Do you remember the promise made by the cloud to save us money? It was meant to be the efficiency play of all times. However, a bad news is hiding in the bills of countless firms. The same systems that were created to scale, serverless and event-driven architectures are now causing financial havoc. Why are all the IT leaders gazing at bills that increased three times in a night and no significant increase in traffic? The solution is found deeper than you assume.
The Scalability Trap
Serverless computing was a dream that they sold us. You only pay what you consume, to the milli-second. It’s a perfect model, in theory. However, this forms a tax invisible on all digital actions. An upload by an individual user, a small API request, a database event–they all cost money. It is the essence of the problem in this granularity. We created systems that have unlimited scaling, whereas our budgets have none whatsoever.

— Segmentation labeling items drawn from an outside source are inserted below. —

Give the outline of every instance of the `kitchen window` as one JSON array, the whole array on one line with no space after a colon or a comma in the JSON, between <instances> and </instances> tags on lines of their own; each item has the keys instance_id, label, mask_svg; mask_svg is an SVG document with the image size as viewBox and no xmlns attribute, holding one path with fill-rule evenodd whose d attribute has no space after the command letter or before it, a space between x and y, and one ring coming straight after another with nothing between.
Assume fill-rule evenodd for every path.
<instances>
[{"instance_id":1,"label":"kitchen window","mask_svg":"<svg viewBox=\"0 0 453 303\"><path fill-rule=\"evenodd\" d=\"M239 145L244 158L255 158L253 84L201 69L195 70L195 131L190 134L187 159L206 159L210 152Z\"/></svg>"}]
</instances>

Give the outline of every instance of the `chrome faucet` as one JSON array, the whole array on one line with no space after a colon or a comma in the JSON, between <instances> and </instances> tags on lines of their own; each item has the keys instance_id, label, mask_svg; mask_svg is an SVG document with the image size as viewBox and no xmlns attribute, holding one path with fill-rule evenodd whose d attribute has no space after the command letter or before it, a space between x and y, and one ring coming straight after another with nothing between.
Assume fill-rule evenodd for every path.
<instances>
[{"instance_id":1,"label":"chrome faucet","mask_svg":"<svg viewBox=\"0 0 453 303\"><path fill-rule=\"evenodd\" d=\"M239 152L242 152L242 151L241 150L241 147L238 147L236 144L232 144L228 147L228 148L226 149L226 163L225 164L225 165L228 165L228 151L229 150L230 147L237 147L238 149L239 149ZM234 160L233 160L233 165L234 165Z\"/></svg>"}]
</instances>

- Most cloud architects of a large fintech have observed that they stopped dealing with cattle and began dealing with ants. The monetary management of an ant colony is entirely different.
The Incident Command Domino Effect
Webs of microservices are modern applications. Consider a very basic action such as user uploading a profile picture. That does not happen and only stimulate a single function. It can set off a cascade. A first is the validation of the file by a function. Then another resizes it. It is then scanned by an AI service to get its content. Lastly, notification is dispatched. One thing led to another four or five. This domino effect is having a devastating effect on pre-allocated cloud budgets. It is beautiful because it is complex and brutal because it is not cheap.
Where Have we Lost the Monitoring?
Conventional IT monitoring instruments are virtually unaware of this problem. They were constructed in a world of incessant virtual machines. They follow huge, deterministic assets. IT monitoring instruments therefore do not see the tsunami of micro-transactions. Your total compute expenditure may appear to be stable. However, there is a hidden line in the item budget showing “Lambda-GB-Seconds” which has burst. This is one of the essential gaps of visibility. How could you cope with the things that you cannot even see?
The Data analytics and AI Amplifier
It is at this point that the issue gets exponentially worse. The workloads of AI and complex Data Analytics are event-driven in nature. Not a single call to the serverless AI endpoint to recognize an image is a call. It may have more than one chained function which is huge in amount of memory. They are not low cost operations. They are the Ferraris of the cloud, so powerful but unbelievably expensive and you pay a minute the engine is on, even when you are just waiting at a red light.
A Real-World Case Study
Take a case of a medium sized e-commerce platform. They incorporated an additional AI-based recommendation engine. The goal was to boost sales. It was successful–15 per cent. more conversions. Nonetheless, they paid an increased amount of more than 65,000 in monthly cloud bill, as compared to the previous amount of15,000. The culprit? Not only product pages were calling their serverless AI model, but all pages on their site were being loaded, including the homepage and cart. Their AI service was even more expensive than their total IT infrastructure expenditure. Victory was close to ruining them.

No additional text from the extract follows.